Lakin bu her zaman böyle olmayabilir. MİT hamleleri, dershane çıkışı, gezi kalkışması, 17/25 girişimleri ve 15 Temmuz’un akşam saatlerine alınması gibi başarıyı akamete uğratan hamleler olmaksızın, bir virüsün dağ gibi adamı yol yürürken beklenmedik bir anda devirmesi gibi ansızın yapılsaydı ve maazallah başarılı olsaydı, bugün Türkiye diye bir yerden söz edilebilir miydi? Erdoğan hâlâ memleketin başında yahut da maazallah dünyada olabilir miydi?
- Önemli olan şey şu ki, her şey bir zamanlama meselesidir. Yarım asırlık emek bir anda heba olabileceği gibi başarıya da erişebilir.
Mikropsuz Beden ve Devlet Olmaz
Her bünyede mikroplar her daim olur ve olmaya devam da edecektir. Mühim olan bunu bilmek, tedbir almak ve muhtemel virüs hamlesine karşı tedbirleri sıkılaştırmaktır. Bunu doğru insan seçimiyle, var olanları sık sık test eleklerinden geçirerek yapabilirsiniz. Bunun için bol bol İslam tarihi ve siyasetnameler okumak, helal-harama riayet olmazsa olmaz şart.
Bir de bu münafıkların yanı sıra benlikleri boylarını aşmış, kibir âbideleri vardır ki, bunlar da en az diğerleri kadar tehlikelidir. Hırsları akıllarını örttüğü için düşmanlık ederler. Gözlerini bürüyen hırs ve kin yüzünden düşmanlarınızla açıktan veya gizliden ittifak da edebilirler.
Şeytanın Âdem’e düşmanlığındaki mazereti gibi her iyinin bile kötülükleri için sizi ikna edici mazeretleri olabilir.

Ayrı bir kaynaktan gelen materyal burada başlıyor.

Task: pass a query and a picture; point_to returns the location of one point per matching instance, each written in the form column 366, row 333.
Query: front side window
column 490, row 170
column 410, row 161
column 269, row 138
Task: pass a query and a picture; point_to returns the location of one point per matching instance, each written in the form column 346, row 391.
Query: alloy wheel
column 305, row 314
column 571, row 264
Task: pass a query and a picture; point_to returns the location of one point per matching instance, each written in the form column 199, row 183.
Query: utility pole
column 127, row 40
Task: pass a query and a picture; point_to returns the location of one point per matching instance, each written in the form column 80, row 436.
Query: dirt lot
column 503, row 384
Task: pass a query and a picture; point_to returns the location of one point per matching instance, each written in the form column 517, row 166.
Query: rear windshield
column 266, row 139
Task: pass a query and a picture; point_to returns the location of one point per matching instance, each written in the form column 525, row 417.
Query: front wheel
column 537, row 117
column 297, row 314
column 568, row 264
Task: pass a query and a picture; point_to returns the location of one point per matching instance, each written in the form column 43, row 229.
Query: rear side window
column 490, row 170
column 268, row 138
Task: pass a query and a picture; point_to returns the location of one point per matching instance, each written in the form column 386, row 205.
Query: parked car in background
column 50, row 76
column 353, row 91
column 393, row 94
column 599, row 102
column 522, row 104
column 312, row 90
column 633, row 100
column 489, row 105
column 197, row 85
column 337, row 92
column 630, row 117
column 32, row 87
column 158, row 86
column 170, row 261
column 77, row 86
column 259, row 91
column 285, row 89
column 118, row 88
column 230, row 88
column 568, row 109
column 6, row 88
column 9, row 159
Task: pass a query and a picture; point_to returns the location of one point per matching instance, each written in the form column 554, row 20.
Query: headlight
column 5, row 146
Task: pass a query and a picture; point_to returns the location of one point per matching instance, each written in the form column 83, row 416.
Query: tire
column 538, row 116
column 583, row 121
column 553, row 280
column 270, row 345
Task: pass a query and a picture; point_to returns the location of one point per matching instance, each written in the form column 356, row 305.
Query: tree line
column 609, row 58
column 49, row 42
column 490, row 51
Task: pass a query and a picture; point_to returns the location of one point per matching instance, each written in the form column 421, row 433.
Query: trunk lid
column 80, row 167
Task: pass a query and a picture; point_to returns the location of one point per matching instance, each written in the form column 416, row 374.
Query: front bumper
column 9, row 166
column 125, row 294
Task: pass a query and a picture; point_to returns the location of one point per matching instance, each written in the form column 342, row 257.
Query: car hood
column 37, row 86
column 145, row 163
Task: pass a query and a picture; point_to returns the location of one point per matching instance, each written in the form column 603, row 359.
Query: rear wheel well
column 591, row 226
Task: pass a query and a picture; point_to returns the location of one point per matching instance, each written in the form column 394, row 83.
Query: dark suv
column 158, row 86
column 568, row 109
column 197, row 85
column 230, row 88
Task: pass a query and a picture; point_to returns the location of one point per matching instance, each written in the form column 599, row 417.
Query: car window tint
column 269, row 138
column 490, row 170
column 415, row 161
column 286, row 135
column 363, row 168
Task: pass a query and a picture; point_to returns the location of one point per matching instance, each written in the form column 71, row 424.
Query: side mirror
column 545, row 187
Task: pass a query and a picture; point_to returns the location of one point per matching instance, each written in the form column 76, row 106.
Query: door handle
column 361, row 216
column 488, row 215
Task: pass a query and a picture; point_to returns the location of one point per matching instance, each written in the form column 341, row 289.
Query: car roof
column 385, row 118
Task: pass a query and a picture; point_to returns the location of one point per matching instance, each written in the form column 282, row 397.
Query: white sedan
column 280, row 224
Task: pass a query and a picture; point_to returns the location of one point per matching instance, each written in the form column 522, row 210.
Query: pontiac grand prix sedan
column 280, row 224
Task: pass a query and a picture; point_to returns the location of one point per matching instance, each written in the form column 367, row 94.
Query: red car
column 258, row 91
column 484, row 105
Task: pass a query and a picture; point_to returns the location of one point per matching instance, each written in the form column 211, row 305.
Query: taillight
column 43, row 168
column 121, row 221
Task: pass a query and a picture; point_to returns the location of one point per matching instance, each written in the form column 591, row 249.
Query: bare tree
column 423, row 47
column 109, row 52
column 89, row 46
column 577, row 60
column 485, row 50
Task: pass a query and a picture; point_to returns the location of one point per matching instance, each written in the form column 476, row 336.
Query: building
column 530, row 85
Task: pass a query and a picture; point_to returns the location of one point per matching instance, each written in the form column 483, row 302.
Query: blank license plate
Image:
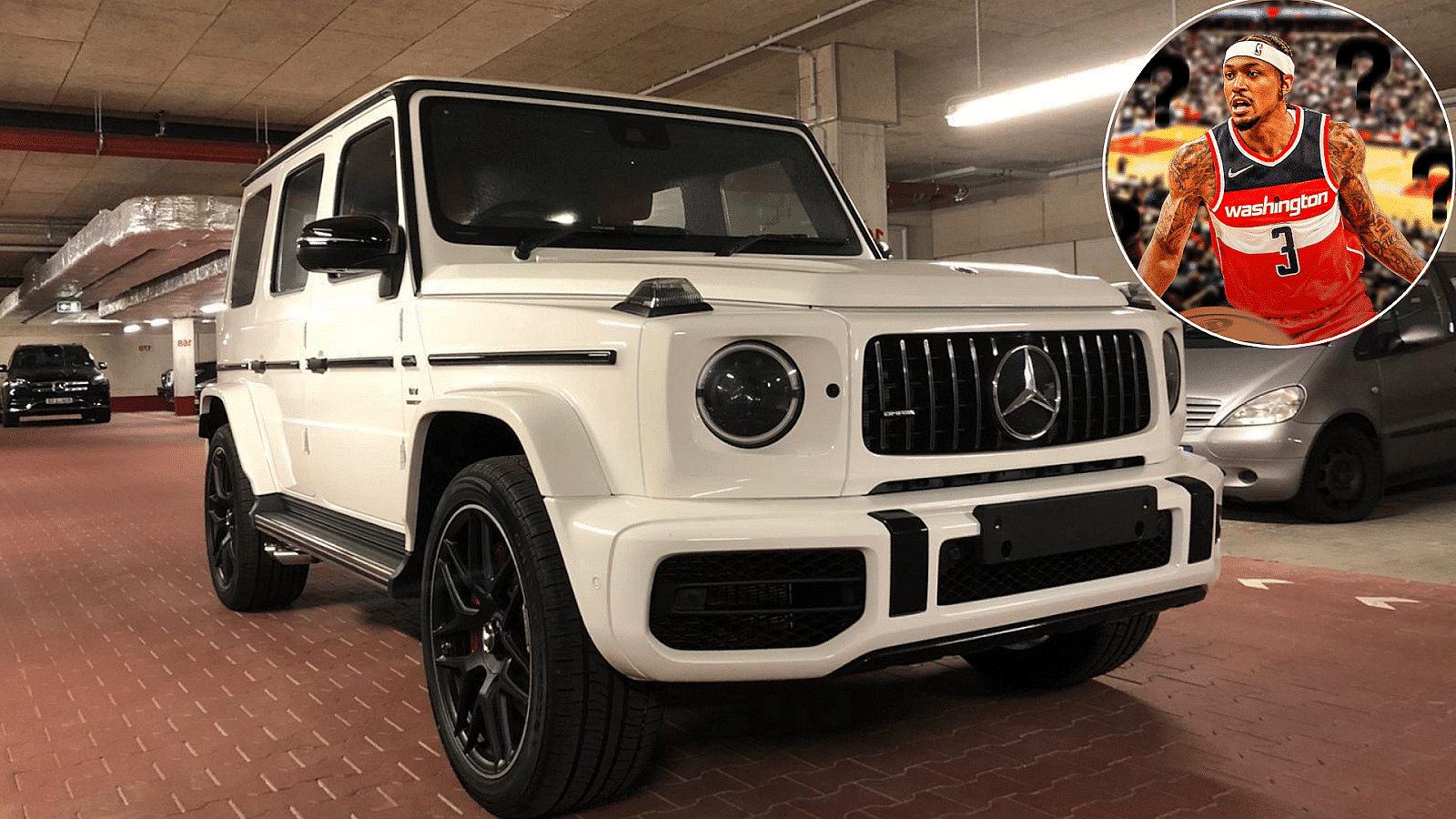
column 1070, row 523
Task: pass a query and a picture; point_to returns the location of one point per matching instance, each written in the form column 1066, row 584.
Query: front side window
column 368, row 184
column 517, row 172
column 300, row 206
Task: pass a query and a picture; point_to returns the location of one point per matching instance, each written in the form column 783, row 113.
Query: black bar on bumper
column 973, row 642
column 909, row 560
column 1203, row 521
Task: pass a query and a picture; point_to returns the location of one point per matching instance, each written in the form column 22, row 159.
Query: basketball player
column 1289, row 203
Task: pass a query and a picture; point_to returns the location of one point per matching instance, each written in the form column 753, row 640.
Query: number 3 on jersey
column 1288, row 234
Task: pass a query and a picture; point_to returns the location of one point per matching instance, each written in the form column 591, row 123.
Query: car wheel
column 1067, row 659
column 244, row 576
column 1343, row 479
column 531, row 717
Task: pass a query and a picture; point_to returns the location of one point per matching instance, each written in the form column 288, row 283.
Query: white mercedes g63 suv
column 622, row 389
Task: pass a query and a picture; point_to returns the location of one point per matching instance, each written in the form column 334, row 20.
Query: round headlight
column 750, row 394
column 1172, row 370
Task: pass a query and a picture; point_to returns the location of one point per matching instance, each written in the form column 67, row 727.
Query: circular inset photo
column 1280, row 172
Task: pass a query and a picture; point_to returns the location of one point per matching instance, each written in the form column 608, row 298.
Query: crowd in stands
column 1404, row 114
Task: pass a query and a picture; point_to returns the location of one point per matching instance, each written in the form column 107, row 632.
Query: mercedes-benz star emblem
column 1026, row 390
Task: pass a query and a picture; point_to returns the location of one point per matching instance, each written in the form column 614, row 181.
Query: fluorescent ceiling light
column 1060, row 92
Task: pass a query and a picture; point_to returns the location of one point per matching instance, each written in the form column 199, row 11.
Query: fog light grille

Mesela Siyonist Rosthscildlerin hamisi olduğu, Hz Peygamber (a.s.v.)’a hakaret edici karikatürler yayınlayan ve bu bahaneyle aynı kirli ellerce 7 Ocak 2015’de Paris’te mizansen bir saldırıya maruz kalan Charlie Hebdo’yla dayanışma amacıyla 11 Ocakta ne kadar iğrenç ülke başkanı varsa onlarla saf tutmak için tereddüt etmeden koşmanız iz’an ve akıl kanallarınızdaki tıkanmaya işaret eder.
Önemli olan kişi veya kurumların mazeretleri değil, fiilleridir. Her işiniz için mazeret dağları da üretebilirsiniz. Mesele şu ki, attığınız taşın kimin kuşunu vurduğudur. Derdiniz Tayyip Erdoğan’ı iktidardan etmek olabilir mesela. Peki, yerine ne koyacaksınız? Çapsızlık ve akılsızlığınızı mı?
Erdoğan da herkes gibi bir fani ve Allah geçinden versin bir gün o da makam ve dünyaya veda edecek. Ama Erdoğan’ı hedef gösterip, derdiniz bu ülkenin birliğiyse, ki öyle. O zaman size deriz ki, İlahî tokatı bekleyin!
Ezcümle olarak diyeceğimiz şudur ki, Allah’ın gazabı ve milletin ferasetinden korkun!